I bought a Spot Messenger last year, but I did not get the tracking feature. Too cheap! It seemed to work somewhat, but the lack of a permanent placement in the plane caused it to be of limited use. I decided to purchase the tracking feature this year. I could say that it was for Karen, but some of the places that I go are really hard to get there from here, and I don't like walking all that much. We will just say that it seems like a good deal for both of us.

There is a "Gap Seal" between the wings of "Dart" that is made of Lexan, so I made a holder that would keep its antenna pointed to the sky. It worked sitting in front of the hanger, but it needed a flight to really give it a good test.
Today the weather seemed to invite flying so I rolled her out, dressed warm and took off for Arock. It was apparent that the wind was blowing at about 10 MPH from the West when I got up out of the wind shadow that shades the airstrip. The temps at 5000 feet was 40 degrees, so I wasn't sorry that I had put on my warm clothes. The plane and engine preformed flawlessly although I will put some tape on the oil cooler the next time I fly. The temps never got over 130 degrees, a bit cool for proper operation. I stayed at 1000 feet agl and checked some of the ponds and rabbit spots that we hunted Jessie and Peg on this fall.

In all the trip took 74 minutes and I burned 3.5 gallons of gas. I covered a bit more than 60 miles and even though I was down to 50 MPH coming back, I still averaged 60 MPH.

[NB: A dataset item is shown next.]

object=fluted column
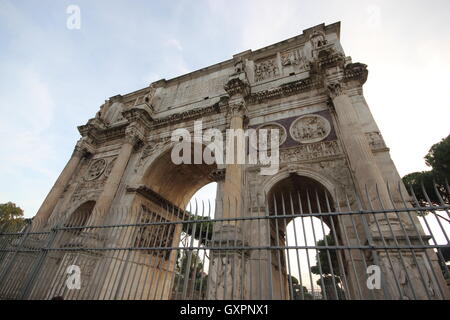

The wind was right for the short cross wind strip and I had drug it and rolled it, so I was interested in how it would feel. My landings are sometimes a thing of wonder. (wonder how anyone who has the hours that I have, can land so crappy. ) Except the first ones after a long lay off. My Golf games are like that too, the longer I play or fly the worse my landing get. I can't explain it, unless I just get careless. Any way I started letting down about a mile from the strip, did just like my instructor had told me so many times and depending on my position either gave it gas, or allowed it to bleed off altitude, and made one of those landings that no one ever sees, a perfect three point landing with so little roll out that I had to give it gas to get to the turn off to the hanger. It is only 320 feet from the fence to the hanger. Oh well, someday I will be able to do that every time. Yeah, right!

I was pleased with the results of the test, I had nine tracking points, that should make life or life flight easier.